Dorn spun the blade, a movement so fast that Sigismund saw it only as a blur. He had an instant to think, to remember the smells of a lost home carried on a dry wind. His father brought the sword down.
The tip of the sword punched through smooth marble and buried itself a foot deep in stone. Dorn took his hand from the hilt, leaving the blade quivering in front of Sigismund.
‘No,’ said Dorn, a low growl. ‘No. The Imperium will endure. But you, you have made your decision. There will be no easy end for you. None will ever know of what you have done. I will not allow your fear and pride to sow doubt in our ranks. Your shame will be yours to bear alone.”
Sigismund felt as if the Investiary’s vast circumference had closed to a tight circle around him. His body felt distant, the touch of his armour uncomfortable against his skin.
‘You will continue in rank and position as you have, and you will never speak to any other of this. The Legion and the Imperium will never know of my judgement. Your duty will be to never let your weakness taint those who have more strength and honour than you.’ Sigismund felt his hearts beating. His mouth was dust dry.
‘As you will, father.’
‘I AM NOT YOUR FATHER’ roared Dorn, his anger suddenly filling the air and echoing from the amphitheatre walls. Sigismund fell to the floor. He could feel nothing. A ringing filled his head. It was a scream, he realised. A forgotten scream of loss and pain, mute inside his soul that was no longer human. Dorn looked down at him, his face swallowed by dusk shadows. ‘You are not my son,’ he said quietly. ‘And no matter what your future holds, you never will be.’ Dorn turned and walked away.

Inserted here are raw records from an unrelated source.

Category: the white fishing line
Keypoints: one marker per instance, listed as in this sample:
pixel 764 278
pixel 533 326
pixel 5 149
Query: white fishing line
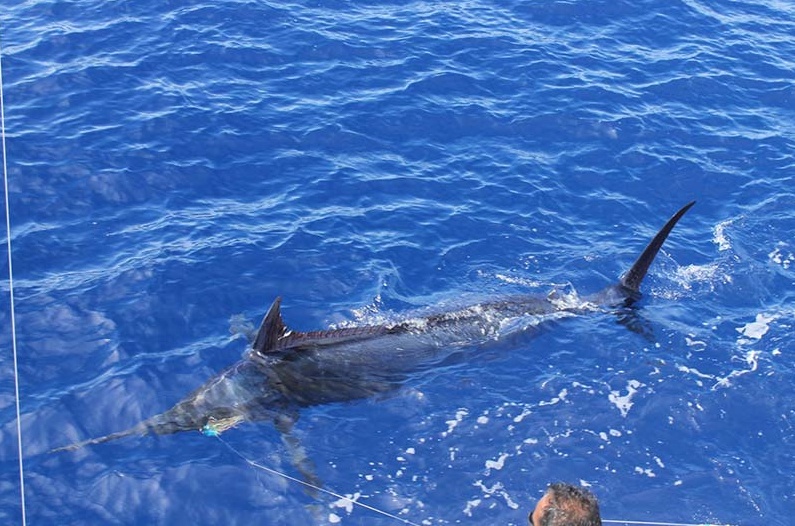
pixel 312 486
pixel 11 295
pixel 651 523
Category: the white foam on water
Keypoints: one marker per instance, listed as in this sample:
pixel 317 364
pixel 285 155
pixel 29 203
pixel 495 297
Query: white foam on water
pixel 782 257
pixel 719 235
pixel 624 402
pixel 757 328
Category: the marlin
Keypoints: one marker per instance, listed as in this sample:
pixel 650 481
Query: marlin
pixel 285 370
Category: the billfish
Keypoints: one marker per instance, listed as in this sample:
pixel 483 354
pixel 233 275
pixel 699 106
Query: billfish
pixel 285 370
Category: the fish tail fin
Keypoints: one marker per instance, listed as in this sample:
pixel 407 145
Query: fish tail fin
pixel 632 279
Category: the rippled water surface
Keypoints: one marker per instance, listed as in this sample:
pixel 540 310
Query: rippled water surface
pixel 173 168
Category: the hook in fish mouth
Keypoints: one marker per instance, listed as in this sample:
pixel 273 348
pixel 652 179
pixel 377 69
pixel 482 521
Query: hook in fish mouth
pixel 215 426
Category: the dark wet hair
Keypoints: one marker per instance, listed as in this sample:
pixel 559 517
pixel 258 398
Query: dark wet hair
pixel 570 506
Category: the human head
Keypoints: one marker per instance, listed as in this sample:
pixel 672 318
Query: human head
pixel 566 505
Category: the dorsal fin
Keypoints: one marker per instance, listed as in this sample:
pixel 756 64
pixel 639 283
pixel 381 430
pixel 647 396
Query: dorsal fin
pixel 271 329
pixel 633 277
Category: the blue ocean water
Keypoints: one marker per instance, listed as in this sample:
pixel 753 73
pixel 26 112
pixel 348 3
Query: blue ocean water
pixel 173 168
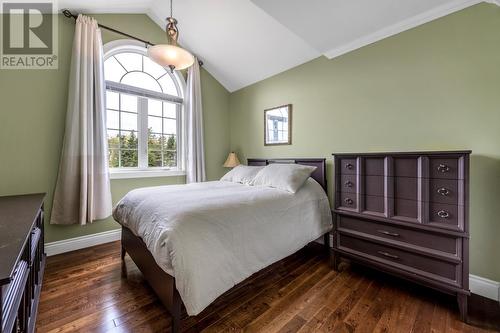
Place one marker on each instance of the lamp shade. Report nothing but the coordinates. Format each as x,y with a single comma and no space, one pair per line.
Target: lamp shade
232,160
171,56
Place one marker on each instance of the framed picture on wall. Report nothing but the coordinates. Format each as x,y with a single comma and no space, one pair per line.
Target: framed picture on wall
278,125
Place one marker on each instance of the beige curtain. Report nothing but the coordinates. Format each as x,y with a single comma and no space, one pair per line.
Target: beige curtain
82,193
195,150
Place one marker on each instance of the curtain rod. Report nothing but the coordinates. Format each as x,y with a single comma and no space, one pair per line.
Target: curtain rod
68,14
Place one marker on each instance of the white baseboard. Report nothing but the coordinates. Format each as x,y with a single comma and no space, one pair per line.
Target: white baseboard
484,287
77,243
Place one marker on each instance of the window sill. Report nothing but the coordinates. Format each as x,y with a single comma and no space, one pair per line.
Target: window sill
126,174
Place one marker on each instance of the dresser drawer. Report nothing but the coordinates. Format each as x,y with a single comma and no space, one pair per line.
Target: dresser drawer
447,191
346,200
445,167
348,183
448,216
405,260
348,166
394,233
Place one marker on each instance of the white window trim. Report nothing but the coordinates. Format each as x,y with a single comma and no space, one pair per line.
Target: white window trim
124,45
123,173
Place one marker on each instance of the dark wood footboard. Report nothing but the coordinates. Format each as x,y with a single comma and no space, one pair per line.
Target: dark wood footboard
162,283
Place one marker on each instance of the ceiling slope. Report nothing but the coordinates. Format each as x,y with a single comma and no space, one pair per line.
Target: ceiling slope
244,41
238,42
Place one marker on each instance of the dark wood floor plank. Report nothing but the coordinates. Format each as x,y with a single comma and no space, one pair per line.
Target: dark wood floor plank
87,291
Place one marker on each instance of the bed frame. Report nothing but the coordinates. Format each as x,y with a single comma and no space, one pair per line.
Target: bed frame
164,284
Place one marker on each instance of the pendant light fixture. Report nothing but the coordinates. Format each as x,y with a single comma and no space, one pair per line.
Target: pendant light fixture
171,55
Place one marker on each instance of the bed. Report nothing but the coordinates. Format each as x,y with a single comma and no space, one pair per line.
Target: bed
194,242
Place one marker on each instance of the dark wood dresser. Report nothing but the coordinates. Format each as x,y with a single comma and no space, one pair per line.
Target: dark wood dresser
22,261
406,214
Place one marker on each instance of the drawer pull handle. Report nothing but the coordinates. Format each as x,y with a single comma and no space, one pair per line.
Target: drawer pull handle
443,168
443,214
388,255
388,233
443,191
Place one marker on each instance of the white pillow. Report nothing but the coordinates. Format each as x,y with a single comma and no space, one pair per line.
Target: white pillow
242,174
288,177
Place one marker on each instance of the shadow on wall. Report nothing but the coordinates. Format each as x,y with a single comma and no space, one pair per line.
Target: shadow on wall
485,216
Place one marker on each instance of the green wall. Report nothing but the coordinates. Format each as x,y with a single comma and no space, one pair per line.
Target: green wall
32,116
435,87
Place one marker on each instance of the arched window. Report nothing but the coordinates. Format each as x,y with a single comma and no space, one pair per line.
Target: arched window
144,110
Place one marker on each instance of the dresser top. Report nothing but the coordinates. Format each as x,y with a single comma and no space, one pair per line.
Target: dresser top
436,152
17,216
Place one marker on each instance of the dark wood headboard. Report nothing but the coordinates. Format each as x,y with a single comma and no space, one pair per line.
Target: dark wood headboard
318,175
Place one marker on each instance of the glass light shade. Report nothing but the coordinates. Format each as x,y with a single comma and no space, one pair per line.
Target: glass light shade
170,55
231,161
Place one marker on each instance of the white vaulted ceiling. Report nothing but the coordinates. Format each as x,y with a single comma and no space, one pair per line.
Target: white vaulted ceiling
244,41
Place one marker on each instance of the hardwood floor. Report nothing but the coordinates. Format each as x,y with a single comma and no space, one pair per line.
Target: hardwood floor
85,291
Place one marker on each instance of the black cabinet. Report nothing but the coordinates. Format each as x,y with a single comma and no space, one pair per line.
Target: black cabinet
406,214
22,261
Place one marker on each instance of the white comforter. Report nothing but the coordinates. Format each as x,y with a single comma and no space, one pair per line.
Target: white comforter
213,235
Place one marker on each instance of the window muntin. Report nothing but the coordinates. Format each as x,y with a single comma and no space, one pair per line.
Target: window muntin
143,131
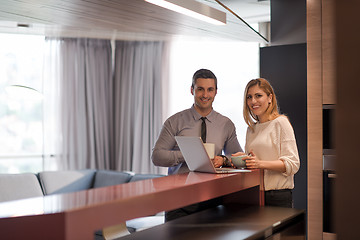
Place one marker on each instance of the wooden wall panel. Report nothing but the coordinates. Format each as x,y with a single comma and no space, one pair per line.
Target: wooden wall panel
314,101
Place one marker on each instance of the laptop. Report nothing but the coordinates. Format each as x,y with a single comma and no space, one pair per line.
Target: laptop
196,157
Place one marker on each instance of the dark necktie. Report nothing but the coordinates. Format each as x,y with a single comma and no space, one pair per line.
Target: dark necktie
203,129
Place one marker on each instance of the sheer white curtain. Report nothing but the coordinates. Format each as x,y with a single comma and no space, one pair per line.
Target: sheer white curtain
140,68
85,103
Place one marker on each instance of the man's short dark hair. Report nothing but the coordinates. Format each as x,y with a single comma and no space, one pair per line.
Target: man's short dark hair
203,73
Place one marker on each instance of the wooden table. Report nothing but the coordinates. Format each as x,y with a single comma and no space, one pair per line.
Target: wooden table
78,215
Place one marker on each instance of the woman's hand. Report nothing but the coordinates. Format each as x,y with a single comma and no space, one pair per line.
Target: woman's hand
252,162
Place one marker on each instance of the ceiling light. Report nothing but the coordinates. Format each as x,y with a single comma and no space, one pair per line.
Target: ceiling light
194,9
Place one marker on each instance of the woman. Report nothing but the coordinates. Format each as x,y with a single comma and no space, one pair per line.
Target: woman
270,143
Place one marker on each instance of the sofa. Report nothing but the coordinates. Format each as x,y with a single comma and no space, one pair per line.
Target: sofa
27,185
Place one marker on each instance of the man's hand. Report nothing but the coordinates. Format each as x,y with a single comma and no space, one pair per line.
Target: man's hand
218,161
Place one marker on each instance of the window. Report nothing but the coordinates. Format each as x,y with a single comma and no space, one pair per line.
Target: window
21,114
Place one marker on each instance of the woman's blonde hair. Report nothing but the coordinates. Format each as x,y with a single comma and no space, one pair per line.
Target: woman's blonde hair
272,111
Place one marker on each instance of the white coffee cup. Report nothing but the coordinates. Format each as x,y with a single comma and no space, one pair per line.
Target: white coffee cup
210,149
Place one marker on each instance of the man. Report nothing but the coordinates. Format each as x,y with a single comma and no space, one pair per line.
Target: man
220,130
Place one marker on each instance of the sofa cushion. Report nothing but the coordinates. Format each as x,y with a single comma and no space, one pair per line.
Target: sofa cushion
54,182
140,176
104,178
19,186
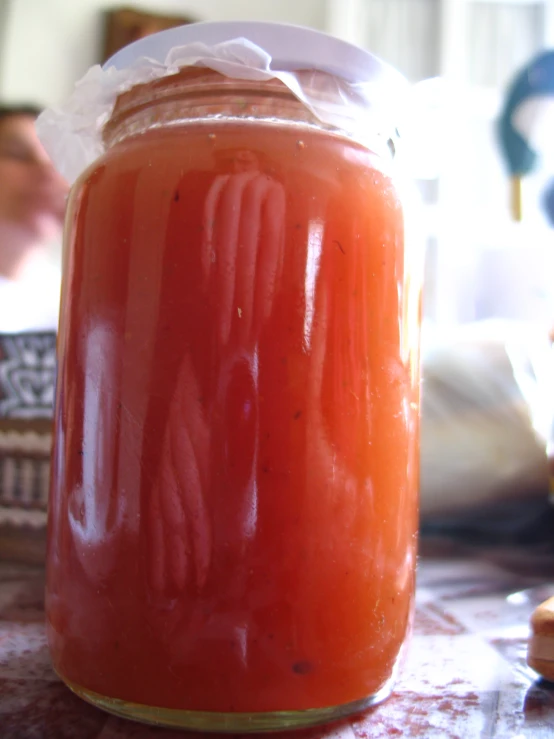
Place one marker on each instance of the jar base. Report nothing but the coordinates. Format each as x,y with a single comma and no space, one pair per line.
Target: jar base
208,721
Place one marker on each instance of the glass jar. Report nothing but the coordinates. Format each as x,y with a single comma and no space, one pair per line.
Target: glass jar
233,513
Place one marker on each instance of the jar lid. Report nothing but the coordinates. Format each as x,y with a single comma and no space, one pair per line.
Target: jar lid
344,87
292,48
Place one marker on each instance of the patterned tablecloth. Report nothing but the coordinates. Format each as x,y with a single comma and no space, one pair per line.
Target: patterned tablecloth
465,676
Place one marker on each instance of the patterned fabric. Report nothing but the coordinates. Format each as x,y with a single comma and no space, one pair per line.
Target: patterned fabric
464,677
27,382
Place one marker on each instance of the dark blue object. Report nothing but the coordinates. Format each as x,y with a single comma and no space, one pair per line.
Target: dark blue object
534,80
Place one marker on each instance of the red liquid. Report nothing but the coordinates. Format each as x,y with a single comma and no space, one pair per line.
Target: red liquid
233,514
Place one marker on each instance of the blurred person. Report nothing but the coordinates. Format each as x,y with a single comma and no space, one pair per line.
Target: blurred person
32,205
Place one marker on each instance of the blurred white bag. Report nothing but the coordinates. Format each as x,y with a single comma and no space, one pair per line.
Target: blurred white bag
487,407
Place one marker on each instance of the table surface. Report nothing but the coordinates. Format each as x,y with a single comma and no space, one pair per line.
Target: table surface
465,676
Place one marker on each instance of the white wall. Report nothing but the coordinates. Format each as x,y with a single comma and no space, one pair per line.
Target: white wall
49,44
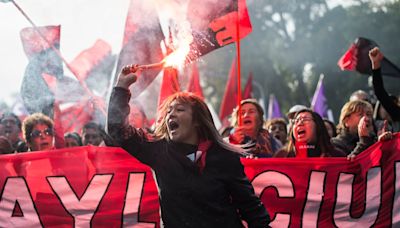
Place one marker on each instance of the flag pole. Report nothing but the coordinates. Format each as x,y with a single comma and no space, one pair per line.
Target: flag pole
83,84
239,84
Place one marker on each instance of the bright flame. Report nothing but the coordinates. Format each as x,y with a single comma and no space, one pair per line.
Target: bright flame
177,57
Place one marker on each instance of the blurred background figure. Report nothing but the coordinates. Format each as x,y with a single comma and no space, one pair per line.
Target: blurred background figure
360,95
72,139
251,133
292,113
38,131
5,146
277,128
355,128
330,127
10,127
92,134
387,107
309,138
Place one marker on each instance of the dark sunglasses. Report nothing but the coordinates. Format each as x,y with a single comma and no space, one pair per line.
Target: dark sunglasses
37,133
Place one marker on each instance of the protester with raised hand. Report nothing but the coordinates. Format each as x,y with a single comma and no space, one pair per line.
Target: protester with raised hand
200,178
390,103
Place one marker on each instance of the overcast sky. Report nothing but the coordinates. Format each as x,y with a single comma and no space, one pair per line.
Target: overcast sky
82,23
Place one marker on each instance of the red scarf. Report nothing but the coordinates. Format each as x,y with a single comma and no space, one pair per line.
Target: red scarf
203,147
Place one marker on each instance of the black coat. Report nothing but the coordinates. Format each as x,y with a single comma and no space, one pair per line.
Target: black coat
219,196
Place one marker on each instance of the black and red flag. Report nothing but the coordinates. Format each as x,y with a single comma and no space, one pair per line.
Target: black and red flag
356,59
43,60
142,42
214,24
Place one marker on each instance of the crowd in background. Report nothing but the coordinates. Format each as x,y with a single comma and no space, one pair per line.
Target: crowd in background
303,133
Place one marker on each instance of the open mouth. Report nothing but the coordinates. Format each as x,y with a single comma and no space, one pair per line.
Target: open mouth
301,132
172,125
246,122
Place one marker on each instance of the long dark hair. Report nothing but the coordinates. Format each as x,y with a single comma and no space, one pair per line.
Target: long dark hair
201,114
322,143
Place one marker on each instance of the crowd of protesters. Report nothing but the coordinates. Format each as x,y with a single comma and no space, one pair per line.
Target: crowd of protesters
361,124
185,129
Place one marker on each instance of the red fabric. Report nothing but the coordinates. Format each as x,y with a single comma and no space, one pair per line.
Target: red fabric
310,192
229,100
85,62
59,141
248,89
194,82
203,147
217,22
33,43
301,150
169,84
349,60
138,48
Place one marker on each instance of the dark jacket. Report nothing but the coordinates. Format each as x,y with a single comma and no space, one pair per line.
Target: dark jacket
188,197
351,144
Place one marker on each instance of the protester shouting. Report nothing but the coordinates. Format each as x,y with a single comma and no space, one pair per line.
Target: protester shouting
355,128
38,132
200,178
309,138
251,134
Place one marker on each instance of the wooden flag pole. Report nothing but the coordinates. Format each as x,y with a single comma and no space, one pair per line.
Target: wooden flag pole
239,84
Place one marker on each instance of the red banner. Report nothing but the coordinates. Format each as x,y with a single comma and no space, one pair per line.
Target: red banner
106,187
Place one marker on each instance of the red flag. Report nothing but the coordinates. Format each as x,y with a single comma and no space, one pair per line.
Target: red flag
194,82
141,44
169,84
248,89
357,58
214,24
229,99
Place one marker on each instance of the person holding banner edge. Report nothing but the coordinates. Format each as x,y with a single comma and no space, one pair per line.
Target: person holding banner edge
200,177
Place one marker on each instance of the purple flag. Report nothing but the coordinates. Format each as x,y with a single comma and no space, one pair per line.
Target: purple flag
274,111
318,103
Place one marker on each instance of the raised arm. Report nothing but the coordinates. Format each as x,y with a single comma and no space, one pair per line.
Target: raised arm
387,102
133,140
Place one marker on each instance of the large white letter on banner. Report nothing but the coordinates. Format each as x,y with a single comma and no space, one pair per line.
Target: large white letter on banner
132,201
84,208
342,216
283,185
314,199
16,190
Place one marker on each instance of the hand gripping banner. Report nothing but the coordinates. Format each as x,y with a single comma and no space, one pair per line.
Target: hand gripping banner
107,187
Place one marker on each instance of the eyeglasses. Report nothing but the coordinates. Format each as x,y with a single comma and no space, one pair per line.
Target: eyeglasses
302,119
46,132
8,122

Sigismund watched Rogal Dorn until his outline vanished into the gloom. Alone he knelt, gripping the hilt of the sword with both hands. He breathed slowly, resting his forehead on his gauntlets. The darkness of the Investiary surrounded him. His pulse slowed. He thought of all the battles he had fought, all the enemies cut down by the sword he knelt before. The restless ferocity, the focus of complete certainty guiding his every blow; all gone, all wiped away by his choice on the Phalanx.
The sword felt unfamiliar in his grip, as if the weapon that he had borne for decades was his no longer.
He raised his head. Above him the stars were crystal fragments against sable.
I am still alive, he thought, and I still serve.
He stood, pulling the sword from the stone floor; its edges glittered like sharpened obsidian.
‘I will not fail,’ he said. In the quiet of Terran night the words sounded like a vow.